Unlike Las Vegas, Macau has been relatively insulated from global economic woes, thanks to the patronage of affluent Chinese gamblers. But investors turned more cautious about 2012, expecting slowdown in Macau's growth from 42% in 2011 to 11%-20% in 2012.

However, recent figures show that they may have unduly pessimistic. Macau's government announced last week that gambling revenue in jumped 22.3%, year-over-year, in February to 24.3 billion patacas ($3.04 billion). While that isn't the 40%-plus of yore, it seems the slowdown in Macau's relentless growth has not been as severe as expected.

My favorite way to profit from the "Asia's Las Vegas" story is through Nasdaq-listed but Chinese-owned Melco Crown Entertainment Limit (MPEL), which is the only pure play on the Macau growth story. Unlike U.S. casino operators Wynn and Las Vegas Sands, 100% of Melco Crown's revenues are derived from Macau. Melco is also controlled by Lawrence Ho, a son of local tycoon Stanley Ho, and part of one of the region's most powerful families. That makes Melco a local player with a leader who knows the rules of the game in a rough-and-tumble business environment.

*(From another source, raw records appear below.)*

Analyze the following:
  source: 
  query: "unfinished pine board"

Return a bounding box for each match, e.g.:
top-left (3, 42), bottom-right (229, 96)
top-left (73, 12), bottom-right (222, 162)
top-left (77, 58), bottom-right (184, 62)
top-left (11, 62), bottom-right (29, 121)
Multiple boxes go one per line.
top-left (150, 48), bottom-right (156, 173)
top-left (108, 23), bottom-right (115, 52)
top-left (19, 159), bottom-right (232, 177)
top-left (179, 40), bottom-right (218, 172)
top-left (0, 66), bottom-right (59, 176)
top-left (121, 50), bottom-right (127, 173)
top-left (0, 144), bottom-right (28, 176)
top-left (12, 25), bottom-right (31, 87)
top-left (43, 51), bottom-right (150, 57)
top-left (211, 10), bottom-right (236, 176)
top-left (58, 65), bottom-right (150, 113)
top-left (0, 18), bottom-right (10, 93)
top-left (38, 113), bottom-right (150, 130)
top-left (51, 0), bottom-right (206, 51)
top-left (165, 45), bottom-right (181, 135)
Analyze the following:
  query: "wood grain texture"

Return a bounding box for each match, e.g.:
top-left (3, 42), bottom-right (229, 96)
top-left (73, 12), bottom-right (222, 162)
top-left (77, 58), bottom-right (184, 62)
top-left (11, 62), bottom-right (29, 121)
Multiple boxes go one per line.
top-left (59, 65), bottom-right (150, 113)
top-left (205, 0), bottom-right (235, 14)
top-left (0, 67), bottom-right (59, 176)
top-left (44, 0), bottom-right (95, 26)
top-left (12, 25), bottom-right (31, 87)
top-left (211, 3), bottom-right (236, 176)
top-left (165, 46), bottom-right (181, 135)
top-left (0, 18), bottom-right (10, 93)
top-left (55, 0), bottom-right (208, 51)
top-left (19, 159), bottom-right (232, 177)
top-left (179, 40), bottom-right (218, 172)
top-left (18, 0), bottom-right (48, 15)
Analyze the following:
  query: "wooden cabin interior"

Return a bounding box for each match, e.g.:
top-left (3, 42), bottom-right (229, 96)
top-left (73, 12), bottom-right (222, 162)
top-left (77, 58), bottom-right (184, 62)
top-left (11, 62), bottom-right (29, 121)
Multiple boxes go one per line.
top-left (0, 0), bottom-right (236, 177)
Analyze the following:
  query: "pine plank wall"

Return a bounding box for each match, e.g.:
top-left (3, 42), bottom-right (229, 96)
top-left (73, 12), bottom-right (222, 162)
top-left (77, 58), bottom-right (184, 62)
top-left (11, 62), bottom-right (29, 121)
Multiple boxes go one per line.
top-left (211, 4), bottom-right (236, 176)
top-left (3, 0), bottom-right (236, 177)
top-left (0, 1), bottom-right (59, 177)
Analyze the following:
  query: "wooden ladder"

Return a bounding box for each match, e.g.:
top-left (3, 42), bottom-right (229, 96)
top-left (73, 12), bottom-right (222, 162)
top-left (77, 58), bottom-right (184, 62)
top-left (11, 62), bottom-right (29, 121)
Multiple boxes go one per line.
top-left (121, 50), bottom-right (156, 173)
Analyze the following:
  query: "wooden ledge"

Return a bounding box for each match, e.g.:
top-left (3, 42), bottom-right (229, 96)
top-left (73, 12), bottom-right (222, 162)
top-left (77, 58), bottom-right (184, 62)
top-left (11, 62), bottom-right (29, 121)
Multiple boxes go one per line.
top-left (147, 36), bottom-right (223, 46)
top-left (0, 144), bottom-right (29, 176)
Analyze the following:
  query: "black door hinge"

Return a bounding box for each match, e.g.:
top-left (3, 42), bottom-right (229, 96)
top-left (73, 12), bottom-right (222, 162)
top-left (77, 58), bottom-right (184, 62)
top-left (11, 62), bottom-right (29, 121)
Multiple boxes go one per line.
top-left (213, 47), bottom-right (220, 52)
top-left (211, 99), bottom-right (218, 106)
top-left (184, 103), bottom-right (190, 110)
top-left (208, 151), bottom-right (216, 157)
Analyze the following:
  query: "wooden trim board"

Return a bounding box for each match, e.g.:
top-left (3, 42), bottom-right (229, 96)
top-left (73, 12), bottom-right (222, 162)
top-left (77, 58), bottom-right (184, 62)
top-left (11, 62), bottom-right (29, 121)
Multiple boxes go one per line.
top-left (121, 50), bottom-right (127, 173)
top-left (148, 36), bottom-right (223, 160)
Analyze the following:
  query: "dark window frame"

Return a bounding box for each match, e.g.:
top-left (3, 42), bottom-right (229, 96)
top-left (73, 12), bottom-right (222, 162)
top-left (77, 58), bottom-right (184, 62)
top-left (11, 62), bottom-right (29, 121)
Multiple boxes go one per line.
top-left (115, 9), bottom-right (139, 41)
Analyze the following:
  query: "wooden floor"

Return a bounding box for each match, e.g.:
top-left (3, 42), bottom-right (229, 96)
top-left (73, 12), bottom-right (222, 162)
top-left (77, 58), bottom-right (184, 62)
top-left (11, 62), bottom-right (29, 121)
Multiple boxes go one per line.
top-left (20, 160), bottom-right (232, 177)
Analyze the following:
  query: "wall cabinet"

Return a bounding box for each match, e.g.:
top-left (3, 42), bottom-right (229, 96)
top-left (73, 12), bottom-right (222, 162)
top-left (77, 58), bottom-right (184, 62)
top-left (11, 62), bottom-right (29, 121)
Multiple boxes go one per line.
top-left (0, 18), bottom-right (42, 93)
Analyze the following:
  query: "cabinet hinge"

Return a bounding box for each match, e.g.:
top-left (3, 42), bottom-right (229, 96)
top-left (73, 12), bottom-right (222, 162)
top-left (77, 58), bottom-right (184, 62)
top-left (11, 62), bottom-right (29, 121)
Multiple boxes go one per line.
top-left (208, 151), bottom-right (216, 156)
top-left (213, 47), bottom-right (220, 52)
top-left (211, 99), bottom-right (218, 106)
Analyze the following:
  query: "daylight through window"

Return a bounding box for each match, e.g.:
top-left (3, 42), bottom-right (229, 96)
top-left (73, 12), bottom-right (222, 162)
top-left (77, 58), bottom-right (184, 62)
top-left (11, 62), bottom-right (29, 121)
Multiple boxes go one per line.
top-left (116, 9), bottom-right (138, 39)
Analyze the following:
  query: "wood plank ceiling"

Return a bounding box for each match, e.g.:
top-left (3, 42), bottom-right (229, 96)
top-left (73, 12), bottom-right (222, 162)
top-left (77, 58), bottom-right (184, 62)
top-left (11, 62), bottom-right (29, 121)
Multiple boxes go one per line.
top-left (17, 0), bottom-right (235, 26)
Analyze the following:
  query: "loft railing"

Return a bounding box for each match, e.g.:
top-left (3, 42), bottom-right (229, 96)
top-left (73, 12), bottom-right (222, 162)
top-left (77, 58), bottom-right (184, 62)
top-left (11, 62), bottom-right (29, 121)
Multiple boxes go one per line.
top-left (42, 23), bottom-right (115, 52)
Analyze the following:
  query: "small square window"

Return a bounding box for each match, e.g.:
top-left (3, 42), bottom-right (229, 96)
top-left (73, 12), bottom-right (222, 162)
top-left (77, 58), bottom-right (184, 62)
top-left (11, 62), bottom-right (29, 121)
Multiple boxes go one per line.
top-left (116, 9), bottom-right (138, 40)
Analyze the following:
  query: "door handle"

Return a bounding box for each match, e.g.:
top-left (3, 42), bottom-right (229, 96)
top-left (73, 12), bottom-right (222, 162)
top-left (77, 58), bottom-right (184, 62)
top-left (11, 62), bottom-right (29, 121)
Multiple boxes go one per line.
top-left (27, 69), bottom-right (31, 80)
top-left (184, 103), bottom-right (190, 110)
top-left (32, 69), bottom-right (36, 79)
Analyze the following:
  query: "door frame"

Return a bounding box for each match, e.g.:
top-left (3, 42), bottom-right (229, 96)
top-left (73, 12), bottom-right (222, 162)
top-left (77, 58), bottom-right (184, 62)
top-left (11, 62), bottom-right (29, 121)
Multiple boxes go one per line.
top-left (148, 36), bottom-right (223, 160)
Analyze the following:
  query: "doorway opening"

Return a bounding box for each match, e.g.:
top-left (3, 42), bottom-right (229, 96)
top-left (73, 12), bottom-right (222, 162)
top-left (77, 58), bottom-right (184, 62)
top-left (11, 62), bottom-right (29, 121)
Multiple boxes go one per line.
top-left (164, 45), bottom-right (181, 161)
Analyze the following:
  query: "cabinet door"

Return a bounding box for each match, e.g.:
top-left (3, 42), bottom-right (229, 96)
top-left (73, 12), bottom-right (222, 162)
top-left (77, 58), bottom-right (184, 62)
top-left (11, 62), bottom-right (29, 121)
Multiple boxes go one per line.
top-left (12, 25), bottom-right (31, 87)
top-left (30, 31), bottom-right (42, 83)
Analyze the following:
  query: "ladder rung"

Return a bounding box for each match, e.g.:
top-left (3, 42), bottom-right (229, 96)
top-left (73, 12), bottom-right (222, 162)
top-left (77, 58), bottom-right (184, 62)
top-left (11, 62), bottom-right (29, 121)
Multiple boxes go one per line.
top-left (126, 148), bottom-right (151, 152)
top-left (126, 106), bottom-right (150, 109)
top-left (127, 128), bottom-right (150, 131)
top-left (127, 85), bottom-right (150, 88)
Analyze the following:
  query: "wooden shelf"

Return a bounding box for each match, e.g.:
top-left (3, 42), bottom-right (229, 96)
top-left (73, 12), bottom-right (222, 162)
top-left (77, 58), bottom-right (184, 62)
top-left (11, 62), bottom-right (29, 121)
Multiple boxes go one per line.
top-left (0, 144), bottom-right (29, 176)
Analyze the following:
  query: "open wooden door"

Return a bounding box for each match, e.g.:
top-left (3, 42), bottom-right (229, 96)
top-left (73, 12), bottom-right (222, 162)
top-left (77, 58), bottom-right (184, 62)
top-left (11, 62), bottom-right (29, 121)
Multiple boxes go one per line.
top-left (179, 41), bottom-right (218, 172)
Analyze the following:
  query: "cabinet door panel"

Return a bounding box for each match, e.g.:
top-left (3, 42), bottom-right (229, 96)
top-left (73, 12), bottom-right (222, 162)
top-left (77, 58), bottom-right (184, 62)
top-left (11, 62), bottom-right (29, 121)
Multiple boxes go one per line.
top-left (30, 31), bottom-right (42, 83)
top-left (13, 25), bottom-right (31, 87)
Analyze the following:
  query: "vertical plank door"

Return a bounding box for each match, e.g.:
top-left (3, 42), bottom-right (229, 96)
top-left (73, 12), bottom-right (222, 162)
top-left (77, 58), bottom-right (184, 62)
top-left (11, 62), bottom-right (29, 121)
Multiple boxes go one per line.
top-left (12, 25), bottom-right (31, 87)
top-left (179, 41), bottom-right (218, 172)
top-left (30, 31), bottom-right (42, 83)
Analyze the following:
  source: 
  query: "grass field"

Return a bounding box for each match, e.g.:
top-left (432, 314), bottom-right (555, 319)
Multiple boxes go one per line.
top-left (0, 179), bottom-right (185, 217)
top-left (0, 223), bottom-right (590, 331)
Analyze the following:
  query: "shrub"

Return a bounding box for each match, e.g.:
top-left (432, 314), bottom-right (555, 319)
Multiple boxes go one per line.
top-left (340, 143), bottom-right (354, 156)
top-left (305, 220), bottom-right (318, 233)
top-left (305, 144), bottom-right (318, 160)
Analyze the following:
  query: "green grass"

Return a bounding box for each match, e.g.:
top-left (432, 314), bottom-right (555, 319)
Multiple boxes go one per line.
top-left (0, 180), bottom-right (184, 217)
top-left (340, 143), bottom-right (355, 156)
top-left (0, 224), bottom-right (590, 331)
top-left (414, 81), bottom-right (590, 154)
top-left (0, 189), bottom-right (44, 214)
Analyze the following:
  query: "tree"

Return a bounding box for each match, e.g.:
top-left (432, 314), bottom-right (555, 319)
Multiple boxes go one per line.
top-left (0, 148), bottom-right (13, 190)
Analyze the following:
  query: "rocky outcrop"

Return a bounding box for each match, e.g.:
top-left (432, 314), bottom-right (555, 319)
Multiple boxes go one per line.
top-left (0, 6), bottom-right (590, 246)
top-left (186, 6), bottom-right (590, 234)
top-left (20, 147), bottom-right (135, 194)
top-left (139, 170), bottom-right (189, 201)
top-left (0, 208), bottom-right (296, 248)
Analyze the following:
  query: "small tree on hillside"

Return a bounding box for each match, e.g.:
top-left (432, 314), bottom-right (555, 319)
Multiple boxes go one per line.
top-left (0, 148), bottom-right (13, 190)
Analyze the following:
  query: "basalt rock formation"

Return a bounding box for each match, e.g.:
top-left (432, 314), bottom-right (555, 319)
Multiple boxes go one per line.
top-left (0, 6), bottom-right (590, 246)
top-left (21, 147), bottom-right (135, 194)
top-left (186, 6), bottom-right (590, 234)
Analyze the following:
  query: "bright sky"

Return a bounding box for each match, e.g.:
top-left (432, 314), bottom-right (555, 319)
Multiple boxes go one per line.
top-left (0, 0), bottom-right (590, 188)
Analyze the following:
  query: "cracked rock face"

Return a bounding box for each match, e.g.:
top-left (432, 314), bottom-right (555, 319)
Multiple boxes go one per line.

The one cloud hanging over Melco stock has been at the same time its greatest opportunity. In June 2011, Melco acquired a 60% interest in Macau Studio City, which, due to its location, is shaping up to be the premier gaming spot in Macau when it opens in three years. The casino will be located right next to the Lotus Bridge immigration station, making it the first and most visible casino on "the strip."

Melco stock was hit hard last year on fears that existing shareholders will be diluted to finance this expensive development. But with roughly $1 billion of cash in the bank, and the possibility of debt financing, the company's management has assured investors that Macau Studio City won't be funded at the direct expense of current shareholders.

Melco's recent better-than-expected financial results also confirmed the company's success in the Macau marketplace. Fourth-quarter net income rose to $107.5 million, or $0.20 an American depositary receipt (ADR), up from $16.3 million, or $0.03, a year earlier. That was more than double the consensus forecasts of $47.8 million.

Even as U.S. markets took a breather last week, Melco has been moving up sharply. It gained 7.55% last week, jumping 2.9% on Friday on double its daily average volume. With Citigroup putting $21 price target on Melco -- a whopping 57% upside from its current levels -- there is plenty of profit left in this stock.